Dog grooming at home can be a fun exercise, that is until you spot some blood on your dog, then it gets scary. Not intentionally, you might have been nicked by your dog at one point or the other while grooming.
An important point to note is that some injuries or health issues that occur as a result of these procedures aren’t always caused by razors alone. Although it’s hard to think that you’ve hurt your pooch and you didn’t even know, it’s true.
However, pet care is too important to neglect. For your dogs’ health and well-being, they have to be taken care of all the time. The pros of grooming your dog outweigh the cons.
So how, you might ask, can I make it injury-free for my dog?
With this article, you’re already well on your way. Whether you groom your dog yourself or you use a dog groomer, this article will help you know other injuries you can look out for, and how to avoid them to make grooming pets better.
Common Dog Grooming Injuries
Here’s a list of the most common mistakes dog owners make:
- Nicks, Scrapes, and Bruises.
These are the most common of all injuries. They include tiny cuts made by nail or coat clippers, scissors, or other sharp objects. It can happen if your dog jerks during grooming, has very thin skin, or has any bumps under their hair like scabs, moles, or warts. It could also happen if his hair is tightly matted.
You can avoid these injuries by helping your pup stay calm while they are being groomed, or by using a professional dog groomer. You should also start grooming your pet from an early age so they get used to it and don’t fidget during grooming.
- Overgrown, Quicked, or Broken Nails.
Quicking a nail is simply cutting into the quick during dog nail trimming. Overgrown or broken nails are usually a result of neglecting your dog’s nails for a long while or nail trauma.
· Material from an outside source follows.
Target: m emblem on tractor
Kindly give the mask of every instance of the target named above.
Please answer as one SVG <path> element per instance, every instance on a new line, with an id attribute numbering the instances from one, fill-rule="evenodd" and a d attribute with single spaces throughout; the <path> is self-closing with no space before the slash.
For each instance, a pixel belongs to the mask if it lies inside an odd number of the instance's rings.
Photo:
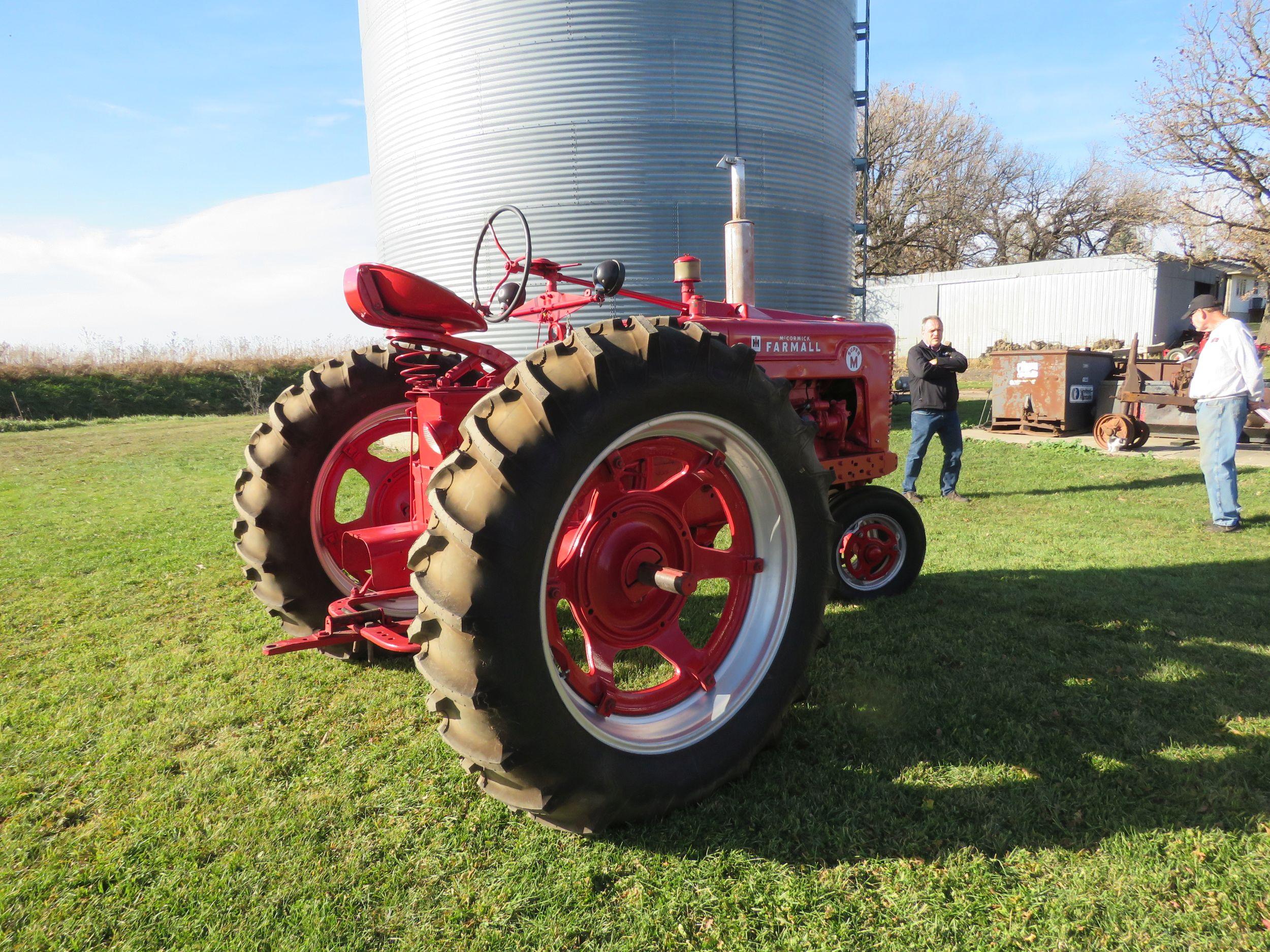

A good answer to quicked nails is using a dog nail grinder which reduces the risk of cutting into the nail quick.
Regular nail checks and trims will help you prevent overgrown and broken nails.
- Brush And Razor Burns.
This injury is more common in dogs than you think but is not easily noticed until it has become a full-blown irritation. Brush burns are caused by continuously brushing one area of a dog with sensitive skin. That’s the wrong way to do it.
Razor burns are also caused by using a hot or blunt razor to repeatedly shave a particular area of skin. The friction makes the tools heat up and burn your dog’s skin.
It can be avoided by using a mild brush to keep your dog’s fur neat and fresh always. That way, their hair doesn’t mat or tangle and wouldn’t require as much shaving that is so close to the skin.
These are blood blisters. It happens when the circulation of blood to an area is hindered and then suddenly allowed. It is usually caused by tightly matted dog hair. Hematomas are found in the dog’s ear.
Brushing often to remove mats also helps your dog prevent this injury.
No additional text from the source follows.